I was thinking about SSL connections for the Due because there is more space and speed for that I have searched fot it but I found nothing only some parts about the CyaSSL and integration in LwIP for RTOS, and I have no idea how to integrate it, but this feature would be nice. Think the Due has the power for that.

And all the possibiltys, HTTPS, SSL/TLS for eMail connections and lots more...

Or PolarSSL looks comfortable for it https://github.com/polarssl/polarssl/blob/master/programs/ssl/ssl_mail_client.c
And I see Atmel puts allready some examples from it in the ASF but for the same uC that are worked in the Wifi-Shield.

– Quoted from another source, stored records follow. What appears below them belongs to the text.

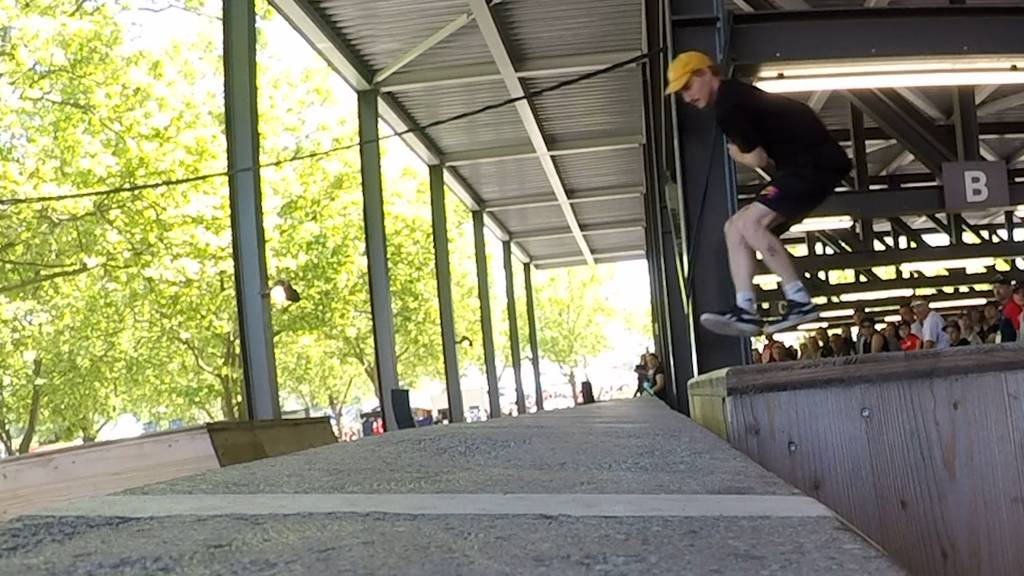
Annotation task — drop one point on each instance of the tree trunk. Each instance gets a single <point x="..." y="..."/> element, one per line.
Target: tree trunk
<point x="576" y="397"/>
<point x="337" y="405"/>
<point x="37" y="395"/>
<point x="229" y="405"/>
<point x="227" y="399"/>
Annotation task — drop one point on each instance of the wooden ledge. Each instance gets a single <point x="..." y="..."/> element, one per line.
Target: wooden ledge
<point x="875" y="368"/>
<point x="37" y="481"/>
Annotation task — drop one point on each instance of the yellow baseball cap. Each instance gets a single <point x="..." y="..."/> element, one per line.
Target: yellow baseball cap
<point x="682" y="68"/>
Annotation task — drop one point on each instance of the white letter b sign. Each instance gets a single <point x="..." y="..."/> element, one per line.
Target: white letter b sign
<point x="975" y="186"/>
<point x="970" y="186"/>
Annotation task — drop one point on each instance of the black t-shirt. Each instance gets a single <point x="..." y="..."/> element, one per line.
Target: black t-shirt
<point x="788" y="131"/>
<point x="866" y="348"/>
<point x="664" y="393"/>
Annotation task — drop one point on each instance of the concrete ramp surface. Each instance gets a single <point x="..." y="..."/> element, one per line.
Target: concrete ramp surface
<point x="621" y="488"/>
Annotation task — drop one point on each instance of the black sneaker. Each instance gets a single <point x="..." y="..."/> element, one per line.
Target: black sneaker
<point x="736" y="322"/>
<point x="796" y="314"/>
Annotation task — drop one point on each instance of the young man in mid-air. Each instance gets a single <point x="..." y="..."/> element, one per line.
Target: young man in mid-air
<point x="778" y="135"/>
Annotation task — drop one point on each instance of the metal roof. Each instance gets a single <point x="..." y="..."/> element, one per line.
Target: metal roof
<point x="561" y="177"/>
<point x="556" y="175"/>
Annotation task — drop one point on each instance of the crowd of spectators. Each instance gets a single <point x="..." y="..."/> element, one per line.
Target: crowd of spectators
<point x="920" y="327"/>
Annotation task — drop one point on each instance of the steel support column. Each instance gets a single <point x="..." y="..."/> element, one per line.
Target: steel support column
<point x="534" y="347"/>
<point x="968" y="144"/>
<point x="904" y="123"/>
<point x="380" y="284"/>
<point x="258" y="367"/>
<point x="520" y="397"/>
<point x="861" y="176"/>
<point x="671" y="321"/>
<point x="444" y="305"/>
<point x="483" y="288"/>
<point x="708" y="188"/>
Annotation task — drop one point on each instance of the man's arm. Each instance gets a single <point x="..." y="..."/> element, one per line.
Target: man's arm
<point x="878" y="342"/>
<point x="757" y="158"/>
<point x="658" y="383"/>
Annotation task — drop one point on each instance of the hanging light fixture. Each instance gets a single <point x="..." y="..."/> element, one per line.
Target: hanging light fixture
<point x="282" y="292"/>
<point x="890" y="73"/>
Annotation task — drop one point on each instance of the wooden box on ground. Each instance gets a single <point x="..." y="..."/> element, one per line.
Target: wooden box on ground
<point x="922" y="452"/>
<point x="38" y="481"/>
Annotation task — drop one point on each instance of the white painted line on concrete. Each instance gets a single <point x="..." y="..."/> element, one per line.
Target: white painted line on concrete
<point x="446" y="504"/>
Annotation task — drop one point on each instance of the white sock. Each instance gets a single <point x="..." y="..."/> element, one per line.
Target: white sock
<point x="797" y="292"/>
<point x="745" y="300"/>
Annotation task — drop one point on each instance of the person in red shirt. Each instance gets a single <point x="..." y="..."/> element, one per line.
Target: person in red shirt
<point x="908" y="341"/>
<point x="1011" y="310"/>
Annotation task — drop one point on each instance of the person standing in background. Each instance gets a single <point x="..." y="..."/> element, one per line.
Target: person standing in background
<point x="908" y="340"/>
<point x="932" y="326"/>
<point x="1010" y="324"/>
<point x="892" y="336"/>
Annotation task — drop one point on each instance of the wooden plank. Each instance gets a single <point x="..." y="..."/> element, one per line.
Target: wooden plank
<point x="982" y="478"/>
<point x="710" y="412"/>
<point x="920" y="366"/>
<point x="1014" y="384"/>
<point x="834" y="456"/>
<point x="947" y="491"/>
<point x="49" y="479"/>
<point x="244" y="442"/>
<point x="905" y="488"/>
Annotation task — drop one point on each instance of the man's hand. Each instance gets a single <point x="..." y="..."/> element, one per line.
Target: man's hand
<point x="754" y="159"/>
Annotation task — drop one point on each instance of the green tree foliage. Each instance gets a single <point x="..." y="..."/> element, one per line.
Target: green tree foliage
<point x="125" y="302"/>
<point x="572" y="317"/>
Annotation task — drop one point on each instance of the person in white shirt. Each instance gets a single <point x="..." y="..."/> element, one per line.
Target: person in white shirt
<point x="932" y="326"/>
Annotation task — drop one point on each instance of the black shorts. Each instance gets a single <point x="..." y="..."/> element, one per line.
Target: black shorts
<point x="795" y="195"/>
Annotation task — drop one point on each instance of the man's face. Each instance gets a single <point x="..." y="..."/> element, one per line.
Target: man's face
<point x="1003" y="292"/>
<point x="699" y="90"/>
<point x="906" y="314"/>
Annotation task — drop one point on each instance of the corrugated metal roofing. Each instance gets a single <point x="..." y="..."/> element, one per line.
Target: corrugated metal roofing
<point x="531" y="219"/>
<point x="380" y="31"/>
<point x="534" y="32"/>
<point x="538" y="29"/>
<point x="492" y="129"/>
<point x="605" y="211"/>
<point x="600" y="107"/>
<point x="615" y="242"/>
<point x="547" y="248"/>
<point x="607" y="169"/>
<point x="607" y="107"/>
<point x="520" y="177"/>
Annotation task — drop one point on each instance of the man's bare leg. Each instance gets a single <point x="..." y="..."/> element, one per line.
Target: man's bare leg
<point x="757" y="233"/>
<point x="741" y="261"/>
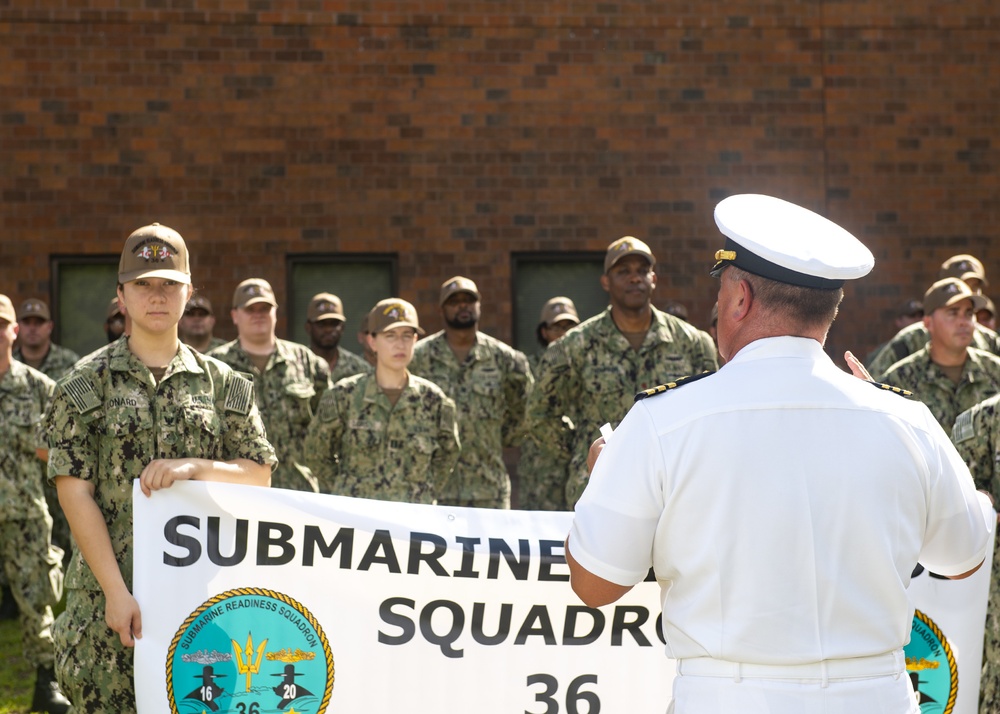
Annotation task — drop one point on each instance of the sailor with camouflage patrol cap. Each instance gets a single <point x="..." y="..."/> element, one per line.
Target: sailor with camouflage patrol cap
<point x="325" y="321"/>
<point x="587" y="378"/>
<point x="145" y="407"/>
<point x="388" y="435"/>
<point x="289" y="378"/>
<point x="781" y="502"/>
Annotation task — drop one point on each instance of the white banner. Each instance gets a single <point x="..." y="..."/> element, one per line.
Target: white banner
<point x="265" y="600"/>
<point x="258" y="601"/>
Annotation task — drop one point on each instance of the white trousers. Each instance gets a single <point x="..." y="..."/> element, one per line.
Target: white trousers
<point x="718" y="695"/>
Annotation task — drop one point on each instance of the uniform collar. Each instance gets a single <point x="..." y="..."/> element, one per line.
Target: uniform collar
<point x="122" y="359"/>
<point x="784" y="346"/>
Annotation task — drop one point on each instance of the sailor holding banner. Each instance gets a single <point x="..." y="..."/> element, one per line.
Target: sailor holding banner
<point x="781" y="502"/>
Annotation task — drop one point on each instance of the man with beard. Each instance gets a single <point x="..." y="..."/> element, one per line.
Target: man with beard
<point x="948" y="374"/>
<point x="325" y="326"/>
<point x="592" y="373"/>
<point x="34" y="341"/>
<point x="489" y="383"/>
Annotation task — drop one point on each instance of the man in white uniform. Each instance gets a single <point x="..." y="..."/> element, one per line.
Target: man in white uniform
<point x="781" y="502"/>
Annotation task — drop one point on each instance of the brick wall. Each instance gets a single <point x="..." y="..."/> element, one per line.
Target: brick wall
<point x="455" y="133"/>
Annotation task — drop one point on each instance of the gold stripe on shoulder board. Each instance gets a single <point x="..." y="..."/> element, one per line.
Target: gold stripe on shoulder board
<point x="895" y="390"/>
<point x="670" y="385"/>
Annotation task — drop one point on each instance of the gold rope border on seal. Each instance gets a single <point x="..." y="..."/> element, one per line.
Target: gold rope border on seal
<point x="949" y="655"/>
<point x="324" y="643"/>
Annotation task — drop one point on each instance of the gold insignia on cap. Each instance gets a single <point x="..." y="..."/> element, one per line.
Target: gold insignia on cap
<point x="154" y="252"/>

Depends on this https://polarssl.org/discussions/platform-specific/atmel-microcontroller-wiznet-and-polarssl and this https://www.brainspark.nl/kb/how-to/polarssl-tutorial it should be possible to do this.

B.R.

Markus

Trying to do some ISO-9141 (car ECU) communications, and i need to send a 5-baud start sequence which is done with:

Code:

pinMode(TX0, OUTPUT);
pinMode(RX0, INPUT);

digitalWrite(TX0, HIGH);
....
Serial.begin(10400);

BR

You mean K-Line I think so you have the same Problem I have with L-Line and the USART may you can use an K-Line Transciever and the Lin support from the SAM.

Hi guys,

I'm trying to put a sketch that works fine in the Arduino Leonardo but don’t work in the Arduino Due.
Can somebody help me?

Thanks

The Sketch would help to look at it.

We're talking on 2 different things.

I didn't know that the SAM3X has an RTC built in it.
I've tried to connect a DS1307 to the Arduino Due.
That is why I didn't understand how your library can help me with my project.

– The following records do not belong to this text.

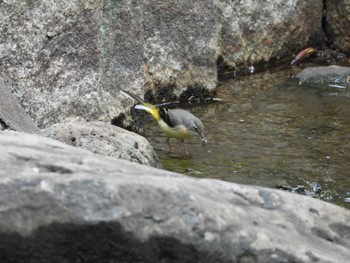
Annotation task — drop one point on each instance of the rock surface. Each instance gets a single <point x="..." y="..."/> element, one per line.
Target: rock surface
<point x="12" y="115"/>
<point x="60" y="203"/>
<point x="253" y="31"/>
<point x="65" y="59"/>
<point x="105" y="139"/>
<point x="338" y="23"/>
<point x="330" y="74"/>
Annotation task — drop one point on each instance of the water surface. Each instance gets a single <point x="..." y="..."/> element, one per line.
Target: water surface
<point x="270" y="131"/>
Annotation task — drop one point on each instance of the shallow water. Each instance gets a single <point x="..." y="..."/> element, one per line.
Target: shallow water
<point x="270" y="132"/>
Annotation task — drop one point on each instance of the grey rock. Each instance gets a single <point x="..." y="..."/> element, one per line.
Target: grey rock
<point x="330" y="74"/>
<point x="60" y="203"/>
<point x="338" y="23"/>
<point x="105" y="139"/>
<point x="66" y="61"/>
<point x="12" y="115"/>
<point x="253" y="32"/>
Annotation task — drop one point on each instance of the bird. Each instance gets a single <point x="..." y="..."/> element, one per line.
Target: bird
<point x="175" y="123"/>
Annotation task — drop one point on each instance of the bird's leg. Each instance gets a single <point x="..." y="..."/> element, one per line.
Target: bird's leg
<point x="184" y="145"/>
<point x="168" y="142"/>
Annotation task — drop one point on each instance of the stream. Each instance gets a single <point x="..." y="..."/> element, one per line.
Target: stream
<point x="270" y="131"/>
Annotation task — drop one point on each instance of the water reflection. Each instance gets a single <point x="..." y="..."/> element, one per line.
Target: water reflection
<point x="271" y="132"/>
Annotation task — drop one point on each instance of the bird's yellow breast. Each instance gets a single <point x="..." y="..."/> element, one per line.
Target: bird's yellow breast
<point x="179" y="132"/>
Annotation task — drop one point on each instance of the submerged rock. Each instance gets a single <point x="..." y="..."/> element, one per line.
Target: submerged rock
<point x="328" y="75"/>
<point x="60" y="203"/>
<point x="105" y="139"/>
<point x="67" y="59"/>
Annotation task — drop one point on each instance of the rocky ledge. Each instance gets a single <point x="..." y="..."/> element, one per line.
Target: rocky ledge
<point x="60" y="203"/>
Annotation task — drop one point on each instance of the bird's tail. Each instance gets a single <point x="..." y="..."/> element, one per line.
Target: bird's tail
<point x="151" y="109"/>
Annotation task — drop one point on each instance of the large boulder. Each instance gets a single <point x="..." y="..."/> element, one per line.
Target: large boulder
<point x="105" y="139"/>
<point x="64" y="204"/>
<point x="65" y="60"/>
<point x="252" y="32"/>
<point x="338" y="23"/>
<point x="12" y="115"/>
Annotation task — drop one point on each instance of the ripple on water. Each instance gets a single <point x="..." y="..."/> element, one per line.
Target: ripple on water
<point x="270" y="131"/>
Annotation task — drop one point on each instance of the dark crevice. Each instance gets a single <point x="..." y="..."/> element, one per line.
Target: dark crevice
<point x="102" y="242"/>
<point x="3" y="125"/>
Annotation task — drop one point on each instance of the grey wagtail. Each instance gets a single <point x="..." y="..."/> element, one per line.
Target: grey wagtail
<point x="175" y="123"/>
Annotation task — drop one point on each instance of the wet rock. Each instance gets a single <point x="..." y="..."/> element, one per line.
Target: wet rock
<point x="12" y="115"/>
<point x="66" y="60"/>
<point x="329" y="74"/>
<point x="338" y="23"/>
<point x="105" y="139"/>
<point x="60" y="203"/>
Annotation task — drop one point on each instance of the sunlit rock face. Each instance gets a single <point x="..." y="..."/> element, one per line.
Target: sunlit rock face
<point x="338" y="23"/>
<point x="65" y="60"/>
<point x="253" y="32"/>
<point x="64" y="204"/>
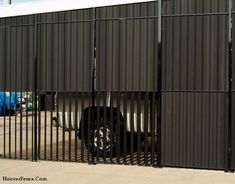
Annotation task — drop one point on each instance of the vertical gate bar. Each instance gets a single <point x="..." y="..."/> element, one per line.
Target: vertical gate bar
<point x="132" y="95"/>
<point x="27" y="94"/>
<point x="93" y="55"/>
<point x="88" y="128"/>
<point x="139" y="111"/>
<point x="153" y="107"/>
<point x="105" y="94"/>
<point x="57" y="126"/>
<point x="64" y="87"/>
<point x="16" y="69"/>
<point x="10" y="45"/>
<point x="139" y="129"/>
<point x="118" y="145"/>
<point x="230" y="74"/>
<point x="4" y="109"/>
<point x="39" y="127"/>
<point x="39" y="99"/>
<point x="32" y="125"/>
<point x="125" y="129"/>
<point x="35" y="87"/>
<point x="45" y="130"/>
<point x="153" y="130"/>
<point x="132" y="127"/>
<point x="146" y="120"/>
<point x="97" y="126"/>
<point x="45" y="36"/>
<point x="51" y="123"/>
<point x="76" y="127"/>
<point x="21" y="76"/>
<point x="52" y="89"/>
<point x="70" y="86"/>
<point x="125" y="96"/>
<point x="58" y="114"/>
<point x="111" y="127"/>
<point x="159" y="83"/>
<point x="69" y="122"/>
<point x="118" y="127"/>
<point x="63" y="131"/>
<point x="82" y="128"/>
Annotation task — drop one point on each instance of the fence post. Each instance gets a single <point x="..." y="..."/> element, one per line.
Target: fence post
<point x="159" y="83"/>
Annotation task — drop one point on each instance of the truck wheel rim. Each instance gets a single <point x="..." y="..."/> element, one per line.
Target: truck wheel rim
<point x="100" y="136"/>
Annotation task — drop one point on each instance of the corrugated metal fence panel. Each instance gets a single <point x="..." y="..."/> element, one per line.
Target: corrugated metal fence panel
<point x="195" y="75"/>
<point x="16" y="60"/>
<point x="127" y="47"/>
<point x="233" y="86"/>
<point x="65" y="51"/>
<point x="194" y="6"/>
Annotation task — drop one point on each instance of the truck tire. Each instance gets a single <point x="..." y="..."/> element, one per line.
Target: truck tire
<point x="105" y="137"/>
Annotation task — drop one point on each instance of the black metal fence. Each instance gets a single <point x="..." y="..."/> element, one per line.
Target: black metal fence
<point x="145" y="84"/>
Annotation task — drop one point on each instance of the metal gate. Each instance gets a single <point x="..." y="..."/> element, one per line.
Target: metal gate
<point x="140" y="84"/>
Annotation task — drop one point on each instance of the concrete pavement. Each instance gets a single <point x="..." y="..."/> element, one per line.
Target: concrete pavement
<point x="70" y="173"/>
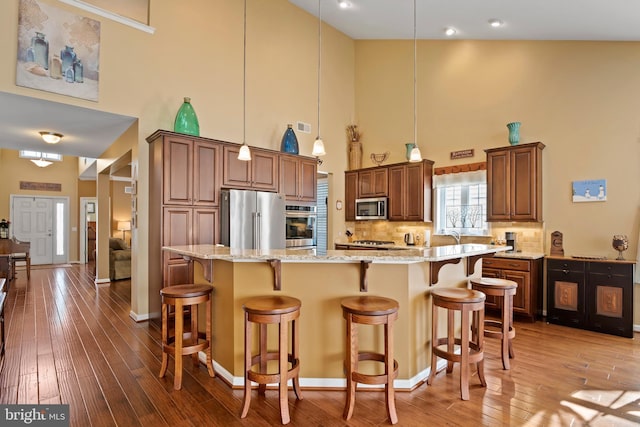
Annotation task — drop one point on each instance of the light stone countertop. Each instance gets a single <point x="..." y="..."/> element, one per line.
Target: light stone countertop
<point x="402" y="256"/>
<point x="520" y="255"/>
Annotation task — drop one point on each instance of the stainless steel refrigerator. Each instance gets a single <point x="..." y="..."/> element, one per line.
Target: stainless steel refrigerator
<point x="252" y="220"/>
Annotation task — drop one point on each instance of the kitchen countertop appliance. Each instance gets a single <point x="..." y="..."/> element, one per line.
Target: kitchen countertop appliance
<point x="510" y="237"/>
<point x="252" y="219"/>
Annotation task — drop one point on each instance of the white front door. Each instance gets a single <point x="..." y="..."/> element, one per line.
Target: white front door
<point x="41" y="221"/>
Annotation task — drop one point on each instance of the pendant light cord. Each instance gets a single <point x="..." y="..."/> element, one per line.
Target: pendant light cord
<point x="244" y="77"/>
<point x="415" y="83"/>
<point x="319" y="59"/>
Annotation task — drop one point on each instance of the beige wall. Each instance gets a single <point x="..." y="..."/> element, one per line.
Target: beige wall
<point x="579" y="98"/>
<point x="197" y="51"/>
<point x="13" y="169"/>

If there is a RTC built-in, how can I save the time there. is there a way to connect a battery to the SAM3X, like the one connected to a DS1307 circuit?

Thanks.

The SAM3X has connections for an backup-batterie to power the RTC if the "core" is powered of but the Arduino Due doesn't has Pins for that option.

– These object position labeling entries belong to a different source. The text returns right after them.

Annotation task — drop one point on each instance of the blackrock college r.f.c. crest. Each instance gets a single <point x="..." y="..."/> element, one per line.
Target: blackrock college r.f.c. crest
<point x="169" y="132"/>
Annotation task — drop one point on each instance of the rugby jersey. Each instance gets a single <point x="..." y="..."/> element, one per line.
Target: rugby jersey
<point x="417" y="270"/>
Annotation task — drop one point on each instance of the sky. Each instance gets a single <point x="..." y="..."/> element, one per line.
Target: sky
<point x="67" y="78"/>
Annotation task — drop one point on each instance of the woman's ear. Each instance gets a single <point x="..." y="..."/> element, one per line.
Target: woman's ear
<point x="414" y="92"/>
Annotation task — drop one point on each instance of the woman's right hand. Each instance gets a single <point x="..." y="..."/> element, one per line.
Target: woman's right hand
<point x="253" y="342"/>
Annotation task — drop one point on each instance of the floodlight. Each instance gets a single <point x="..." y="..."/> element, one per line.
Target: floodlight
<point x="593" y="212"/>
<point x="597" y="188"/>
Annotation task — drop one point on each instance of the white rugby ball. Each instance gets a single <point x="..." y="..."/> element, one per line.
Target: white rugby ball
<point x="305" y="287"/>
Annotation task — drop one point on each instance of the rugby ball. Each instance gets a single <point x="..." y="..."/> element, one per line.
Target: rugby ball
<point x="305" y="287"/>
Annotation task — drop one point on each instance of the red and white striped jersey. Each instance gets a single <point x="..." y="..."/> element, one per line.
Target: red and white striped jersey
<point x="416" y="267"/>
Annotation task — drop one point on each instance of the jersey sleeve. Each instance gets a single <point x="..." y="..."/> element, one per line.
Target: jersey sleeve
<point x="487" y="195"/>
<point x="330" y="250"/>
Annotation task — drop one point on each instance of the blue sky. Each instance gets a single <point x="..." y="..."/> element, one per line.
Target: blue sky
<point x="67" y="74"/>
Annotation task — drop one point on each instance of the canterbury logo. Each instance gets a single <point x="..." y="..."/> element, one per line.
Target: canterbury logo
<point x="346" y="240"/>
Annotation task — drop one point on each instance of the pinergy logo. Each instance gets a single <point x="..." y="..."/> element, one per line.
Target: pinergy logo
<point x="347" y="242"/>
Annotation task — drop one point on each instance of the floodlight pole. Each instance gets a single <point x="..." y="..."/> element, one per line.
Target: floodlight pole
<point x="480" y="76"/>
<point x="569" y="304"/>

Sorry for that, but this library is only for the build in RTC for an DS1307 you can use any library from the playground or else (so I think) the wire library is allready portet for the Due so they should work.

So how do I set the time on the DS1307?
I want to set it once, and read the time from it.

Btw. there is no DS1307 on the Due Board. the SAM3X has an RTC on Die.

Code:

#include <rtc_clock.h>

// Select the Slowclock source
//RTC_clock rtc_clock(RC);
RTC_clock rtc_clock(XTAL);

char* daynames[]={"Mon", "Tue", "Wed", "Thu", "Fri", "Sat", "Sun"};

void setup() {
  Serial.begin(9600);
  rtc_clock.init();
  rtc_clock.set_time(10"hours", 29"minutes", 9"seconds");                <- this line set the time you set the hours, minutes and seconds with that
  rtc_clock.set_date(22, 10, 2012);
}

void loop() {
  Serial.print("At the third stroke, it will be ");
  Serial.print(rtc_clock.get_hours());                                            <- with rtc_clock.get_hours() you get the hours as an int
  Serial.print(":");                                                                          same for the fowolling minutes and seconds.
  Serial.print(rtc_clock.get_minutes());
  Serial.print(":");
  Serial.println(rtc_clock.get_seconds());
  Serial.print(daynames[rtc_clock.get_day_of_week()-1]);
  Serial.print(": ");
  Serial.print(rtc_clock.get_days());
  Serial.print(".");
  Serial.print(rtc_clock.get_months());
  Serial.print(".");
  Serial.println(rtc_clock.get_years());
}

May I had to set more comments in the sample.

Hi Markus,

I'm using an external XTAL.

I uploaded the Due_Rtc_Simple_Sample once and all worked fine.
When I commented out:

 

Code:

//rtc_clock.set_time(10, 29, 9);
  //rtc_clock.set_date(22, 10, 2012);

The date was 1.1.2007

Am I missing something?

No you missed nothing the 1.1.2007 is the the Resetvalue in the Calenderregister (look at the SAM3X Manuel on page 251) so this Date is set after Powering on. I don't know why this Date is set, but there is nothing wrong if it shown.